US living standards continue to crawl ahead, by half a cent in the dollar during the year to August 2018.
Official figures showed a 0.5% increase in real – in other words inflation-adjusted – weekly earnings over the 12-month period.
But only 0.2 percentage points of this resulted from hourly wage growth. The other 0.3 percentage points arose because of a 0.3% increase in the length of the average working week.
Jobs boom bought with stagnant real earnings
The sluggish improvement in real pay is the other side of the coin of America’s jobs miracle. Unemployment currently stands at 3.9% of the workforce, well below the definition of maximum employment thought to be used by America’s central bank, the Federal Reserve, of 4.5%.
Current labour-market buoyancy is reminiscent of the pre-crisis employment boom, when the Fed chairman Alan Greenspan said that any American who wanted a job could have two of them.
But in order to price themselves into work, Americans have had to accept stagnant or even falling real wages.

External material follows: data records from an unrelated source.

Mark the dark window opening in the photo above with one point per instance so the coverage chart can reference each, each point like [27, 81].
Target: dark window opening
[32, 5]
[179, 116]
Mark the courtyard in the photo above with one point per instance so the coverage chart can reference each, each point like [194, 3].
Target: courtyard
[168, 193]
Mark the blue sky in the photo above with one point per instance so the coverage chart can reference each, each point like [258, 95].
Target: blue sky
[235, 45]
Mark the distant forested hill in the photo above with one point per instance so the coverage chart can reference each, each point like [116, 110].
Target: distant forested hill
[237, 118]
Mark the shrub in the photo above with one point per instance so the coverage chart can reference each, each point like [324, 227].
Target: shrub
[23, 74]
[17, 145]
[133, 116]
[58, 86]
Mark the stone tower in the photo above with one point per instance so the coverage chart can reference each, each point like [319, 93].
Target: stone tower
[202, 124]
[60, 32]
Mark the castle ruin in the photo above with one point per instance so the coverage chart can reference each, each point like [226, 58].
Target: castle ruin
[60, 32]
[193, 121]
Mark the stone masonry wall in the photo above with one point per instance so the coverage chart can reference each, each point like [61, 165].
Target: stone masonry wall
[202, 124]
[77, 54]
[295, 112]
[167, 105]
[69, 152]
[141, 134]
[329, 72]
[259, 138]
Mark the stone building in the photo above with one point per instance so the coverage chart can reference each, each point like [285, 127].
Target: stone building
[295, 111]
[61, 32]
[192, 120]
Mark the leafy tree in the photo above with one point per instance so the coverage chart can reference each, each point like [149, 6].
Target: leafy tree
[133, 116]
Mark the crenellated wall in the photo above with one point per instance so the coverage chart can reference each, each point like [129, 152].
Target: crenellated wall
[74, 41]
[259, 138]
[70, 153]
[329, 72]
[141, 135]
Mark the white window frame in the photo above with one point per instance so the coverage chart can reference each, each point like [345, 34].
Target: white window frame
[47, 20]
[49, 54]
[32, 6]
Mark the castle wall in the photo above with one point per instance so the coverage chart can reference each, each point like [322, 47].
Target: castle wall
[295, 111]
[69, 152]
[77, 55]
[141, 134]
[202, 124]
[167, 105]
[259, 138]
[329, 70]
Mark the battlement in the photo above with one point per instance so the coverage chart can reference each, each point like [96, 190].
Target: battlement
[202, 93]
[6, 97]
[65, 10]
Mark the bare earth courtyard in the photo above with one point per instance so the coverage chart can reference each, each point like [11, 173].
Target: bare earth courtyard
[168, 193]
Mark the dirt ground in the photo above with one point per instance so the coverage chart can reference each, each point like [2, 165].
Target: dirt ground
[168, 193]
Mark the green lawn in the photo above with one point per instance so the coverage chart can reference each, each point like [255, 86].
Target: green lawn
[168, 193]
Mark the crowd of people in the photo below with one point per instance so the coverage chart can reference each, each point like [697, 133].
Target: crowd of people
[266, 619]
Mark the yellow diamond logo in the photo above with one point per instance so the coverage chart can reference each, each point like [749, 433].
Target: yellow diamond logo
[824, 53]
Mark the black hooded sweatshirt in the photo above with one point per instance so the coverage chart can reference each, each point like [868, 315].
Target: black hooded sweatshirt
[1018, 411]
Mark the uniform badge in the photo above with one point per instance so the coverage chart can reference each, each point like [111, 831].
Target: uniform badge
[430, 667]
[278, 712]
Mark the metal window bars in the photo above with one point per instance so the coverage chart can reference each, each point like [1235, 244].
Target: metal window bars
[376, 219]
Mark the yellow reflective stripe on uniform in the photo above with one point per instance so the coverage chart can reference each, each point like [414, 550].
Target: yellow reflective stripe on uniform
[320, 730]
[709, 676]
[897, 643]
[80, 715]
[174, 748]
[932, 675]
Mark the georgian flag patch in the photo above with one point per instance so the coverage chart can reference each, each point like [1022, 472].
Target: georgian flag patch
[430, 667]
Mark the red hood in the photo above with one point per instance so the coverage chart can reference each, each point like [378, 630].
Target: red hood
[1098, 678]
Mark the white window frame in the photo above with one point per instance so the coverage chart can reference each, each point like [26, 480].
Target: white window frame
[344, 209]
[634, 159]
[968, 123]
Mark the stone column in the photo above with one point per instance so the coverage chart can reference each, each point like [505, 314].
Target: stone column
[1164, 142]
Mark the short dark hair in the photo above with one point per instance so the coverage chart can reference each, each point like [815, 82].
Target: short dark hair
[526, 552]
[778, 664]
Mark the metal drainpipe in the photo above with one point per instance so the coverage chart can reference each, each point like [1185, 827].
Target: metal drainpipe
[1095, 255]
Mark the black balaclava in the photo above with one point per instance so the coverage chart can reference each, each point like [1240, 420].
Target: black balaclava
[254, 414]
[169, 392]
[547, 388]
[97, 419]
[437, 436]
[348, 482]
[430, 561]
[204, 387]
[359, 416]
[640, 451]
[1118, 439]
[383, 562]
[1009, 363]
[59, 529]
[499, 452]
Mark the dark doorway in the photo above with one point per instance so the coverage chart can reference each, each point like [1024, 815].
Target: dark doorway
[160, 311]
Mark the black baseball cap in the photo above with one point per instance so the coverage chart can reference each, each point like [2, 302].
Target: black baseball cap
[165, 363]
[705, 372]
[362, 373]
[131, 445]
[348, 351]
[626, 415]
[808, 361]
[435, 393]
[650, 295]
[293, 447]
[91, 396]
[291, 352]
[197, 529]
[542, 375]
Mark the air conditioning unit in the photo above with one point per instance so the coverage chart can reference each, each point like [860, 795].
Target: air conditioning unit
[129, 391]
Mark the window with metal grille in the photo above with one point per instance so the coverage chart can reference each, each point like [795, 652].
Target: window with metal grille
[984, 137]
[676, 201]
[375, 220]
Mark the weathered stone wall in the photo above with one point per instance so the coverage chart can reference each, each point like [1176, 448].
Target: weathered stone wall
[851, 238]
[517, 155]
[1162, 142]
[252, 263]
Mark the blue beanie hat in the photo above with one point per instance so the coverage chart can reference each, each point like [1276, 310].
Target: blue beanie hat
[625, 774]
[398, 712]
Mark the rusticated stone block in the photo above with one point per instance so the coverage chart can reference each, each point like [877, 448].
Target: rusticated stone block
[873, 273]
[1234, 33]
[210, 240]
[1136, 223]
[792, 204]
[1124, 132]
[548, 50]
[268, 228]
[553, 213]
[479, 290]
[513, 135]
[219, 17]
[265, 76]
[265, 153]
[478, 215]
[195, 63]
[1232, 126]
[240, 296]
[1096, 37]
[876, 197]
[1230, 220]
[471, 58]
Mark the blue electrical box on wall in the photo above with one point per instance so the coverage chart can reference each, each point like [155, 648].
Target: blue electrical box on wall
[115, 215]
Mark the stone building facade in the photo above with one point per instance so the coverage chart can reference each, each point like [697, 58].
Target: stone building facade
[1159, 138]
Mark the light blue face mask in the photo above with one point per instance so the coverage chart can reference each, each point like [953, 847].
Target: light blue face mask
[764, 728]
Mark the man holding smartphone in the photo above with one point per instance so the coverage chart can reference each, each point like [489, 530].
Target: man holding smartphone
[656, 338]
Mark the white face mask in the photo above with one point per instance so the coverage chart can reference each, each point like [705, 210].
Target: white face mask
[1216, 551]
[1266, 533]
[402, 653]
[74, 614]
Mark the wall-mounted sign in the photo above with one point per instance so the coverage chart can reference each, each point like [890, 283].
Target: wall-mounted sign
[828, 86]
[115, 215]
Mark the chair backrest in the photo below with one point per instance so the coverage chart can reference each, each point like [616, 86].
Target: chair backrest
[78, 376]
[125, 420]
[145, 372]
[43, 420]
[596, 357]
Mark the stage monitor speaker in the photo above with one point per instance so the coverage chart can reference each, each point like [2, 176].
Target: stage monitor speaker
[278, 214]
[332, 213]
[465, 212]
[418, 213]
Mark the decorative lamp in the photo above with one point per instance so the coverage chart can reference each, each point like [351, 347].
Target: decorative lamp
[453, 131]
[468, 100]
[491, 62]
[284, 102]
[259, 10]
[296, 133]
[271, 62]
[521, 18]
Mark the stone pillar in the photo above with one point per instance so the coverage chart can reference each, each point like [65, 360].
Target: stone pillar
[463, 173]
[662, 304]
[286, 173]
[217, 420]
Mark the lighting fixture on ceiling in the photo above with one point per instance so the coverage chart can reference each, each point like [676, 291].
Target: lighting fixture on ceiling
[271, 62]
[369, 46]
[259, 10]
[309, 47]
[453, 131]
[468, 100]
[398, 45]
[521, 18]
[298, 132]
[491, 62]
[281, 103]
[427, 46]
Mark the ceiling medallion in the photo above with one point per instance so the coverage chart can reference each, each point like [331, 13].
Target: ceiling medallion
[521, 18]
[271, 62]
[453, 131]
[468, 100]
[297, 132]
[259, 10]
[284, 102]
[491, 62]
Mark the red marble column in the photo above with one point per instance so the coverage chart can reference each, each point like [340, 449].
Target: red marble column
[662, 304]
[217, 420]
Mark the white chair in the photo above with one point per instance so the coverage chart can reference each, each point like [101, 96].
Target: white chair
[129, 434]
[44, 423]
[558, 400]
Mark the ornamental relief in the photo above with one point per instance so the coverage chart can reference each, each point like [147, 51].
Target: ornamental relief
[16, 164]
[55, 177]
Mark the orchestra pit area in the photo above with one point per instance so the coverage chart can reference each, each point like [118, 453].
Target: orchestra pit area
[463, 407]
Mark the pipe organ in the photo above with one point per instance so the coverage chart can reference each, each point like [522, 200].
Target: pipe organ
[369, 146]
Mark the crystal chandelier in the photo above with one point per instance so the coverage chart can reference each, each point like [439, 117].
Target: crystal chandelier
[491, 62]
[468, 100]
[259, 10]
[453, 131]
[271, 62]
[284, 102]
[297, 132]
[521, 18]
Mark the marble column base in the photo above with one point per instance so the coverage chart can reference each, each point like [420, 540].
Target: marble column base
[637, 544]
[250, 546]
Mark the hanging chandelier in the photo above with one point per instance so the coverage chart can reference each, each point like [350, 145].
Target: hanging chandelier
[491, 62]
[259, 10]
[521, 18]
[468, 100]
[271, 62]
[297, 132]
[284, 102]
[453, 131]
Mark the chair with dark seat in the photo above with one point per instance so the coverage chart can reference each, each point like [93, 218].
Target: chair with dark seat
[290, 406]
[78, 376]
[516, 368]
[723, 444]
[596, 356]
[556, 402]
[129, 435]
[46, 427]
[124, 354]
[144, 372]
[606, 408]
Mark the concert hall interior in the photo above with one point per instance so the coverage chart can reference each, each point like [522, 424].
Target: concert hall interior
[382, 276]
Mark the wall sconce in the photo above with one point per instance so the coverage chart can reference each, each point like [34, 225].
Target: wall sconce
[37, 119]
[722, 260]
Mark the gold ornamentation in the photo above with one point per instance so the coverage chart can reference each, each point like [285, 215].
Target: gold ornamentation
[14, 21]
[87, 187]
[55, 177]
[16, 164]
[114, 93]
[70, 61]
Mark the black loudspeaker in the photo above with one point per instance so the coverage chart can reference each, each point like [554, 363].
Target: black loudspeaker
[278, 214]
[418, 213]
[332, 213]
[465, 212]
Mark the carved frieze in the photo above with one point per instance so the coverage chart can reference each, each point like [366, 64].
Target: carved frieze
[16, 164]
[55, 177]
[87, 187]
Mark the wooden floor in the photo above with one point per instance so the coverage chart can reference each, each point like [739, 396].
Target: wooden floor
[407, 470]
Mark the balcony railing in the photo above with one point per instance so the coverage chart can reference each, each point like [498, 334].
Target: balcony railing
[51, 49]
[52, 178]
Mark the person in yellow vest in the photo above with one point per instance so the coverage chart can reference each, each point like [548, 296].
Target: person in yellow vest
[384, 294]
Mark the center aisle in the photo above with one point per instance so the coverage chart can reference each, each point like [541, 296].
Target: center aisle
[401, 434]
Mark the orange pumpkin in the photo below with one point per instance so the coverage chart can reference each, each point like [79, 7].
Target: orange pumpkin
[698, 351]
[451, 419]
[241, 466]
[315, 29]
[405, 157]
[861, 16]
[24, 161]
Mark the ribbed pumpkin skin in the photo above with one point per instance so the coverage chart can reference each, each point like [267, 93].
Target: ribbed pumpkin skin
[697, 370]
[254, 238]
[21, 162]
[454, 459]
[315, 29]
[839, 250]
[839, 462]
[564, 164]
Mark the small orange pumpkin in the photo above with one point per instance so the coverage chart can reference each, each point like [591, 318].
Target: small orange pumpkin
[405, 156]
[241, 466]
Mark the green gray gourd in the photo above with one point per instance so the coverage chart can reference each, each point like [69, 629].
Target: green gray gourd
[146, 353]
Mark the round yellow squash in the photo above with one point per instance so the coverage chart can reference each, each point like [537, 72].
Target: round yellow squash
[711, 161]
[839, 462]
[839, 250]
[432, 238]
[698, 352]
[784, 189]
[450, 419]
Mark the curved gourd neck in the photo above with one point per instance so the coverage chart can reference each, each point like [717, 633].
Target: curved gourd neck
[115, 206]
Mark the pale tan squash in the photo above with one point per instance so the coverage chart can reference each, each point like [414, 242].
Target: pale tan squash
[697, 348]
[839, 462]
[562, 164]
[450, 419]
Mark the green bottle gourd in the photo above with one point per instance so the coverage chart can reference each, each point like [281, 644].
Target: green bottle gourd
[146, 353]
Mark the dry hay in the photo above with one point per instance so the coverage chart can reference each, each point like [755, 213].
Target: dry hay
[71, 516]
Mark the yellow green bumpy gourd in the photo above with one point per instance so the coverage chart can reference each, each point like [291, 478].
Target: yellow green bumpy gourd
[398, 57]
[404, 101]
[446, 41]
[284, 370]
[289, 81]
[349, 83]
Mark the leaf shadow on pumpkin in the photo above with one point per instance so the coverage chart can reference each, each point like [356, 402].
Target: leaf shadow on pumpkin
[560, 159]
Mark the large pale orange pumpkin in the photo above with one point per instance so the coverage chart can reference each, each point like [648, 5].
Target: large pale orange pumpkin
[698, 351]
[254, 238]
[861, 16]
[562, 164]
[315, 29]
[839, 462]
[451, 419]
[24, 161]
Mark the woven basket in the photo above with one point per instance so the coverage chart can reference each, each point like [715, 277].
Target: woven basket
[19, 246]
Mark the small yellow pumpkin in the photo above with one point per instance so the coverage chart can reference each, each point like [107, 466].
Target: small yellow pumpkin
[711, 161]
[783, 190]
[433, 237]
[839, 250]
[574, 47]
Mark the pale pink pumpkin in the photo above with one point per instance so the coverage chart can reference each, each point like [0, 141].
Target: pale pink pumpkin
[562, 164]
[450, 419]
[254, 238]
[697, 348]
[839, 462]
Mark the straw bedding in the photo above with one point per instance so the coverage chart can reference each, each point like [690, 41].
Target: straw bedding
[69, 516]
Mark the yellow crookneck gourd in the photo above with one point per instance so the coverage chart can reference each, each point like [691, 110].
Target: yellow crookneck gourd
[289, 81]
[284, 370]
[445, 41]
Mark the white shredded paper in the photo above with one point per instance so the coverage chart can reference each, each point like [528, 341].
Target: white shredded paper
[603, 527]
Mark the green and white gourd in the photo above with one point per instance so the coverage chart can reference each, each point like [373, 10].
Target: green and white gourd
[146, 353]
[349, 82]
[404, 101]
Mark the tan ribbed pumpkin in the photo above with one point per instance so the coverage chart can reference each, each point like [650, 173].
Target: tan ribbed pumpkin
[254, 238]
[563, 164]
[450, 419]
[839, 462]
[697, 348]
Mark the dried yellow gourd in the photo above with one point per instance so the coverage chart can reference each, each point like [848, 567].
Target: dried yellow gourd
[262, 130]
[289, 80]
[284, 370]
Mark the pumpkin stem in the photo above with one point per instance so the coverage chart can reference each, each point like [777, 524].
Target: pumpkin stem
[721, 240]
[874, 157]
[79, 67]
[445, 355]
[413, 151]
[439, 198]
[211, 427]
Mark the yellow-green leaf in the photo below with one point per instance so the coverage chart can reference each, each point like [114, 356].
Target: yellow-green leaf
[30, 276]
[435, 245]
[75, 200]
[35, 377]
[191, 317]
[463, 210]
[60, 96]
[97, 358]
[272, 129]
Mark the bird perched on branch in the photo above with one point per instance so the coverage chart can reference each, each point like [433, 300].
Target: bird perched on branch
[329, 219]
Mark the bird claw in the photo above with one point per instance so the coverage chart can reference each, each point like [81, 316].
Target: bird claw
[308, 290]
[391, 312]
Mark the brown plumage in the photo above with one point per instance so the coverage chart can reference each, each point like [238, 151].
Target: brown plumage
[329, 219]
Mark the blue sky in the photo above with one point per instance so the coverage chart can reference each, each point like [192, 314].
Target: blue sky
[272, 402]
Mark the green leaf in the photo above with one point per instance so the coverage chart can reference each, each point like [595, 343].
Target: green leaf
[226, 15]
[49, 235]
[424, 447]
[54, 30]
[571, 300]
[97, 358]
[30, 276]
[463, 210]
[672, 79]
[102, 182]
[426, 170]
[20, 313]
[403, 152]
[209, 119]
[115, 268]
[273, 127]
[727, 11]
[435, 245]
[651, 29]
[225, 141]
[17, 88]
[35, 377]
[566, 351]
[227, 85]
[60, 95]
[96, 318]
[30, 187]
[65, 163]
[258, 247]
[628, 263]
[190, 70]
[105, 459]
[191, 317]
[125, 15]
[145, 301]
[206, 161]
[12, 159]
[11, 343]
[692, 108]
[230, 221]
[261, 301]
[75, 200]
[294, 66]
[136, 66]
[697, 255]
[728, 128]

These latest figures, from the Bureau of Labor Statistics, contain a sub-set covering production workers and what are known as non-supervisory employees, those without any responsibility for other employees. Here, real average hourly earnings were unchanged between July and August, seasonally adjusted.
Rise in inflation USA
This was the result of a 0.3% rise in earnings being negated by a 0.3% rise in US inflation. There was no change in average weekly hours.
In the 12 months to August, real average hourly earnings in this sub-set fell by 0.1%. However, a 0.6% increase in the average working week resulted in a 0.5% rise in average weekly earnings.
Within the all-items figure, food prices rose by 2.7% during the 12 months, while energy costs were 10.2% higher. There was a 20.3% rise in gasoline prices and a 30.9% jump in the cost of fuel oil.
But there was better news for consumers in electricity prices, down 0.5% over the year, and gas piped to the home, where the rise was just 0.1%.
Booming employment and above-target inflation makes more likely a further interest-rate rise from the Fed. In December 2008, the range for the key federal funds rate was cut to an emergency level of 0%-0.25%, but as the economy has strengthened this has been gradually increased, starting in December 2016, to the current range of 0.75%-2%.
The next announcement on monetary policy from the Fed will come on 26 September. President Donald Trump has suggested the Fed, which is independent, ought to consider the effect of rate hikes in pushing up the value of the dollar, making it easier for countries, such as China, to import goods into the US.